I found classical DBMS based on sets/multisets to be much easier to compose from a querying point of view. A table is a set/multiset and a result of a query is also a set/multiset, SPARQL guarantees no such composability. Maybe, if you want to start mucking around with inference engines, but you'll either run into problems of undecidability.

4 comments

PaulHoule 507 days ago

Jena lets you make little in-memory triple stores that you can use the way people use the list-map-scalar trinity. I've been working on this publication about that (RDF for difficult cases and when ordering counts) for years and it just got published last week

https://www.iso.org/standard/76310.html

I'll call out my collabortor Liju Fan for being the only person I've met who knew how to do anything interesting with OWL. (Well, I can do interesting things now but I owe it all to her.)

(For the research for that paper I used rdflib under PyPi because CPython was not fast enough.)

When I needed big persistent triple stores (that you use the way you might use postgres) I used to use

https://en.wikipedia.org/wiki/Virtuoso_Universal_Server

and had pretty good luck if I loaded a billion triples if I used plenty of 'stabilizers' (create a new AWS instance with ample RAM, use scripts to load a billion triples starting from an empty database, shut it down, make an AMI, start a new instance with the AMI, expect it to warm up for 20 minutes or so before query performance is good)
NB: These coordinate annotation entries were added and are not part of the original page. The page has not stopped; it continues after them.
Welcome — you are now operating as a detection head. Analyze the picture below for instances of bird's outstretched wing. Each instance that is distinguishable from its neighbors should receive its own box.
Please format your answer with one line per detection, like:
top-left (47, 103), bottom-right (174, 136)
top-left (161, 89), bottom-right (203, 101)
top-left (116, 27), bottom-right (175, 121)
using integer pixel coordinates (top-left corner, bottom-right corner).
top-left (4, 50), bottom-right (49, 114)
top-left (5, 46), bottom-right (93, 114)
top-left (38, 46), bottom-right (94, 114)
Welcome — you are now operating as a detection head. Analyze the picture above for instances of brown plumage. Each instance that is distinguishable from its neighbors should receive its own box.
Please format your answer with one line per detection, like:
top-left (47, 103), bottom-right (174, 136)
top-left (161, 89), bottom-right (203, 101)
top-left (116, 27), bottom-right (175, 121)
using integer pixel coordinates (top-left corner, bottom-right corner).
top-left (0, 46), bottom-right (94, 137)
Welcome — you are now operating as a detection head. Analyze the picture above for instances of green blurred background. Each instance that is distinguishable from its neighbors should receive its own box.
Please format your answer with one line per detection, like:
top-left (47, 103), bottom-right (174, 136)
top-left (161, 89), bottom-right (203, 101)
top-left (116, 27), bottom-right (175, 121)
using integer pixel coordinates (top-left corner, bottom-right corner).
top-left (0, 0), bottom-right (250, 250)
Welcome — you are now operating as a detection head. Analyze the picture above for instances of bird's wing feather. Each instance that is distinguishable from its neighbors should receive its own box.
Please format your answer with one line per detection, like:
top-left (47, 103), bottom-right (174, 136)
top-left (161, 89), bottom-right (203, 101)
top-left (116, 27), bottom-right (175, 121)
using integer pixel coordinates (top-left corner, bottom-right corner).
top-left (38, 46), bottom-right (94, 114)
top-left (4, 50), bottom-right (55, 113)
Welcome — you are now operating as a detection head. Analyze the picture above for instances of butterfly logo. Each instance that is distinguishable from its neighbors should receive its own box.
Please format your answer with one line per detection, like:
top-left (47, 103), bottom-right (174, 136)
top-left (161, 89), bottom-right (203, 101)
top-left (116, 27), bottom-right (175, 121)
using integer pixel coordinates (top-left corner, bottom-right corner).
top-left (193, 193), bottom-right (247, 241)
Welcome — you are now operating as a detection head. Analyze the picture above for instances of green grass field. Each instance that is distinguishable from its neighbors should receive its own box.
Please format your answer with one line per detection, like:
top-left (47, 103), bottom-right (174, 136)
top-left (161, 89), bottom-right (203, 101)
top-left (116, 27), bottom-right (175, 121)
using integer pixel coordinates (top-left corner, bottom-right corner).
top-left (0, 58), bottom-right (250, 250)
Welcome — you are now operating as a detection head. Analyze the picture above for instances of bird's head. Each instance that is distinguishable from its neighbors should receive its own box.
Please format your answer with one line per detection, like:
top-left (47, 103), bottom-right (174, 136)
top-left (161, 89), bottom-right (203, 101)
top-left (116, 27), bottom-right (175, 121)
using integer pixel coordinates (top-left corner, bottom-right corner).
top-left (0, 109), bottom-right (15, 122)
I don't regularly build systems on SPARQL today because of problems with updating. In particular, SQL has an idea of a "record" which is a row in a table, document oriented databases have an idea of a "record" which is a bit more flexible. Updating a SPARQL database is a little bit dangerous because there is no intrinsic idea of what a record is; i mean, you can define one by starting at a particular URI and traversing to the right across blank nodes and saying it is a 'record' and it works OK. But it's a discipline that I impose on it with my libraries, it ought to be baked into standards, baked into the databases, wrapped up in transactions, etc. For anything OLTP-ish I am still using SQL or document-oriented databases, but I hate the lack of namespaces and similar affordances that make SPARQL scalable in terms of "smash together a bunch of data from different sources" in document-oriented databases wheras SPARQL is missing the affordances you have in document-oriented databases for handling ordered collections. We badly need a SPARQL 2 which makes the kind of work that I talk about in that technical report easy.